My calendar alerted me to the fact it’s David’s birthday next Tuesday. He will be 104. I texted him and enquired vaguely, ‘What are you doing for your birthday?’ He was abroad, visiting the grave of his ex-girlfriend, which is why he didn’t invite me; the trip seemed to involve lots of wine drinking and festivals. He left Prudence, the cat he took back from me after I had cared for her for three years, for nearly five days with only dry food and water. ‘She won’t starve,’ was his last word on the subject.
He replied: ‘I would like to spend some time with you. How about I come for the weekend?’
But his birthday is on a Tuesday. How does that involve a whole weekend? It’s like all those stupid brides to be, who invite you to a wedding that involves you paying for a present, paying for a new outfit, paying for a hotel room and breakfast, and for the air/train fare; I really do think anyone who gets divorced owes everyone a refund.

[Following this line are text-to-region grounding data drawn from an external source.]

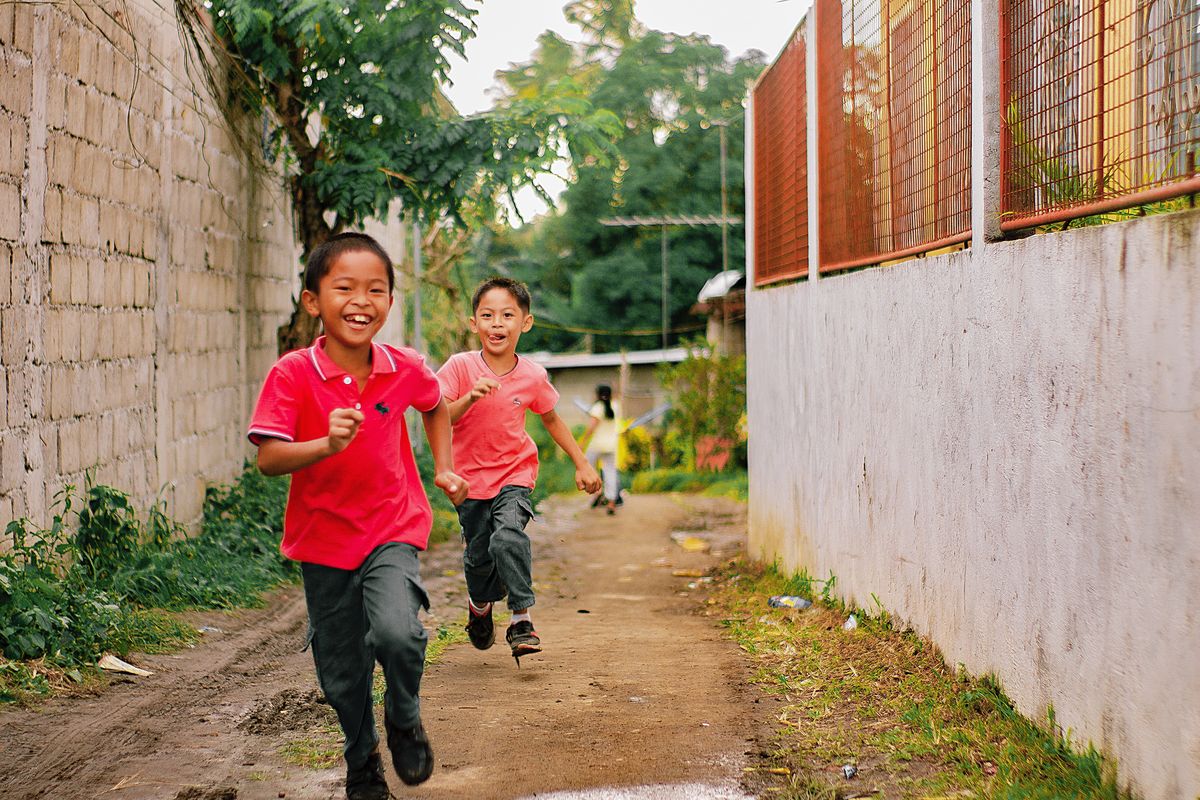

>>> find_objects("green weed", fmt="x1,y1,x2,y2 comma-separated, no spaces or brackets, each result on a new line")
630,467,748,500
715,560,1134,800
0,465,291,702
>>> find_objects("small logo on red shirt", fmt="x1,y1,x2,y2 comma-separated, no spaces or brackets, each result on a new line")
375,402,390,415
511,398,522,407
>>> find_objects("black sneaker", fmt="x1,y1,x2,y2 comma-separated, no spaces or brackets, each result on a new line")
506,619,541,659
465,602,495,650
386,718,434,786
345,751,388,800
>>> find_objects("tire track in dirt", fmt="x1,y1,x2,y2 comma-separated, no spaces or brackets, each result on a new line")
0,587,313,799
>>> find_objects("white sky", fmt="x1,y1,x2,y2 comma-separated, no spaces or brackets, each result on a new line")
444,0,811,218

He never invites me anywhere (number of suggestions from David in 2017 to date: zero), and yet just because he was born a million years ago I have to spend money I don’t have. I will have to sell something. I will have to get my hair dyed, legs waxed, book a restaurant, buy gluten-free bread and things like marmalade. It’s tricky, too, as I have now had my Barclays account frozen. According to the Official Receiver, ‘Barclays don’t like bankrupts. We suggest you contact Citizens Advice.’
Anyway, having been told I have to move somewhere cheaper, I went to see a house. It was gorgeous, but not perfect: it shares an entrance with two offices, and one of the offices extends into the back garden (the brochure suggests, ‘A professional gardener can be employed, in addition to the rent’; helpful!). I can only imagine the number of times the front door will bang during the day, as office workers emerge to smoke outside my window. But, being deaf and desperate, I wanted it.

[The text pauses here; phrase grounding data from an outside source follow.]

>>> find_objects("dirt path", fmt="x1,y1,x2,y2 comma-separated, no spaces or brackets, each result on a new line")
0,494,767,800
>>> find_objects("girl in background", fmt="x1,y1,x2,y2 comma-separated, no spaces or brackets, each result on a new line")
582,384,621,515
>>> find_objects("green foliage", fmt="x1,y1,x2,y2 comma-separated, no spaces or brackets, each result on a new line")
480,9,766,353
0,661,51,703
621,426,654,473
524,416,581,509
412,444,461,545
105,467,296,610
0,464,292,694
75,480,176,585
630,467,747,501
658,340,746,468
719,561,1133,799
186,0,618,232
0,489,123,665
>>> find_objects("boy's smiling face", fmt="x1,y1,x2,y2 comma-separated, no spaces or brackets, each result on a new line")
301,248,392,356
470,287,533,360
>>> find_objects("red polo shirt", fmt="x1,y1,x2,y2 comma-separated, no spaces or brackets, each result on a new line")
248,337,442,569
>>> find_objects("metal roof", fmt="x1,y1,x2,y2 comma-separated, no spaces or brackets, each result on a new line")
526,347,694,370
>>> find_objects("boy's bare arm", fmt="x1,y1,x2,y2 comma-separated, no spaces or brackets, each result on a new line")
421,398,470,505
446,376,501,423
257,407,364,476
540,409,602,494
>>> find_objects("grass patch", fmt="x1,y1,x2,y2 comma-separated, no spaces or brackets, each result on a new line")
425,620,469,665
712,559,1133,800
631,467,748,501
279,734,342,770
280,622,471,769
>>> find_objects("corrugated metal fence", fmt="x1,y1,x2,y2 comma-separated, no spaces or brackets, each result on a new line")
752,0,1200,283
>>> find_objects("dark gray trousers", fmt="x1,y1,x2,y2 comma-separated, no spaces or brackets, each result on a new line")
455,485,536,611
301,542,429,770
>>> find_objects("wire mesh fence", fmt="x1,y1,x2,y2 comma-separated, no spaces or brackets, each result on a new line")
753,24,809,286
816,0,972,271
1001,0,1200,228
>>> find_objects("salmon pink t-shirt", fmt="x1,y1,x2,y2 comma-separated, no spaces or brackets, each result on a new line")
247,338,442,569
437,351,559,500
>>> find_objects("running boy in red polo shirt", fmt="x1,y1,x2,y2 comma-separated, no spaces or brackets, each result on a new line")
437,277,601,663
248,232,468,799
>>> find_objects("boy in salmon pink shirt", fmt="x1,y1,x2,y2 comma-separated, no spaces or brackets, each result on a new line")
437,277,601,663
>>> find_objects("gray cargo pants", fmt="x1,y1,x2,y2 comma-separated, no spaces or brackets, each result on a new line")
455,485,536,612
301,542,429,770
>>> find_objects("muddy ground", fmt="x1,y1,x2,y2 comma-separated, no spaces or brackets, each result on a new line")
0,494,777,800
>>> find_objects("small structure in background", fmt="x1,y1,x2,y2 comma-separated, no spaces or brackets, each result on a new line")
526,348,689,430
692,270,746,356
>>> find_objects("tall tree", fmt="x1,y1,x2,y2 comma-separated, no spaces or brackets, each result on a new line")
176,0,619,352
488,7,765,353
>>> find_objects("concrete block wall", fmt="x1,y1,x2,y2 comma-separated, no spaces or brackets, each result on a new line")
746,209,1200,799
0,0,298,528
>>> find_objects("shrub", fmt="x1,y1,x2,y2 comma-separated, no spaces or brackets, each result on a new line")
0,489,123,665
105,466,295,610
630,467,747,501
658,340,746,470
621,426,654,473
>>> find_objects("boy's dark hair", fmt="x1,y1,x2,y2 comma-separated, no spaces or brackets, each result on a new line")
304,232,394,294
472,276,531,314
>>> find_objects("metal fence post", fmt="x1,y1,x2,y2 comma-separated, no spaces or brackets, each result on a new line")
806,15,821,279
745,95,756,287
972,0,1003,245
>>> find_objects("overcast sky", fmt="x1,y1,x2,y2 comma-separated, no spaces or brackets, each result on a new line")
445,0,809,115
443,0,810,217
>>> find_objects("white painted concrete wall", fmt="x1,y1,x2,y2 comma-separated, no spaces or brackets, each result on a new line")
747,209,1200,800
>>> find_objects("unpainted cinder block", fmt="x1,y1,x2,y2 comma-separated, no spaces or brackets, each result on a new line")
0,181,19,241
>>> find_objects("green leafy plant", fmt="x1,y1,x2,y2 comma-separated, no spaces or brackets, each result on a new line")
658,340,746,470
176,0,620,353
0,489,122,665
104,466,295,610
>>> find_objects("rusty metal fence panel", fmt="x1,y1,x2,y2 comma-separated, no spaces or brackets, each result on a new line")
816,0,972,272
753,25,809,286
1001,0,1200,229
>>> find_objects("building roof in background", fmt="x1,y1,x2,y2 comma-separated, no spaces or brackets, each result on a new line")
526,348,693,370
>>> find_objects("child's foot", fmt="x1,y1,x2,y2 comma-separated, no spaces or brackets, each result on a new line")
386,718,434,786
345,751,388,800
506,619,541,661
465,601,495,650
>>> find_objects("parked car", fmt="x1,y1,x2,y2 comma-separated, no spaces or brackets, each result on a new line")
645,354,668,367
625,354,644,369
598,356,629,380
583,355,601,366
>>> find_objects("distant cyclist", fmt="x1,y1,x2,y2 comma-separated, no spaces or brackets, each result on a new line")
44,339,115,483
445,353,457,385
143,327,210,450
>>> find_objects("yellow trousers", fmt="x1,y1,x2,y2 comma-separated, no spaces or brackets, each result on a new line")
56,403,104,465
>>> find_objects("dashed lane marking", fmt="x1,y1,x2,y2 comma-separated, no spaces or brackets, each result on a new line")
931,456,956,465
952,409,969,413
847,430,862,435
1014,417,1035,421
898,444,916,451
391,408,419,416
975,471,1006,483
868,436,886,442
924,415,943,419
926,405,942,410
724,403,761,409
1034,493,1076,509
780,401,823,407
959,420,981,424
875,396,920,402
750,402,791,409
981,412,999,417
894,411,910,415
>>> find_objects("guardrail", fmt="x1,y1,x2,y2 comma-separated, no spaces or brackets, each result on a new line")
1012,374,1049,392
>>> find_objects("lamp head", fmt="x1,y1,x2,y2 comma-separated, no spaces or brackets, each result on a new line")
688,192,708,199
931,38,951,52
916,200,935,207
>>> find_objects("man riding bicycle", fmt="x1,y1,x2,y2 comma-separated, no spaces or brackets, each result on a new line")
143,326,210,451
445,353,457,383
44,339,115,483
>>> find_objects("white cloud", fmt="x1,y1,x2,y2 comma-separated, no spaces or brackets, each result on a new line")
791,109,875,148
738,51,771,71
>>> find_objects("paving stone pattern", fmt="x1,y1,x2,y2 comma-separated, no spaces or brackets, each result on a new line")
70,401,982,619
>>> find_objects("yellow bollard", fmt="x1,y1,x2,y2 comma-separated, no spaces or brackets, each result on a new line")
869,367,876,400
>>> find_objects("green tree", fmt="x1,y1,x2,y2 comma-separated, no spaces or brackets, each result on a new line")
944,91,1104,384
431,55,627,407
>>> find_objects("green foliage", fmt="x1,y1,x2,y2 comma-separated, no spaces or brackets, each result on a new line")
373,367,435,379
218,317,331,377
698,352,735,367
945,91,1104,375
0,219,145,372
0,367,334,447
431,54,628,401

I fired off an email to the estate agent. ‘It is stunning and beautifully restored! I am long term, divorced, no children. I never wear shoes in the house, and clean every day. I am registered deaf, so have two small dogs who let me know if there is a fire, or a burglar, or someone at the door.’ I then offered over the asking price.
I got a reply. ‘The landlord is a creative person and will be using the office for the tranquillity of designing his walking boots. Your dogs are your ears, and as such will bark as they have been taught to do, and will be a distraction. He is a dog lover himself. And your dogs could disturb the other people in the big office.’
I replied. ‘My dogs don’t bark to alert me, as they know I’m deaf. They’re not stupid. They jab me with their pointy noses. I imagine a family will move in, with screaming children or teenagers, and they won’t take kindly to office workers gossiping outside the window, smoking. The office workers won’t particularly like screaming kids in a paddling pool in the summer! I am a writer. If anyone needs peace and quiet, it’s me!’ I told the estate agent that this is discriminating against a disabled person. Would they not rent a house to a blind person with a guide dog?
I got more bad news last week. I’d contacted a solicitor with a view to suing the people who sold me my house (estate agent, vendor, solicitor), and who did not alert me to a long-standing problem with the farmer next door. The solicitor told me the case could cost me £100,000, with no guarantee I would win. So the farmer’s behaviour meant I lost a lot of money when I was forced by HMRC to sell up; I’m now too poor to fight my corner.
The farmer has stalked women, while the woman at Tesco who alerted him to the presence of a victim has not been sacked, merely reprimanded. The simple desire for safety by those of us who aren’t rich, who haven’t inherited millions, is one more thing we’re not allowed to own.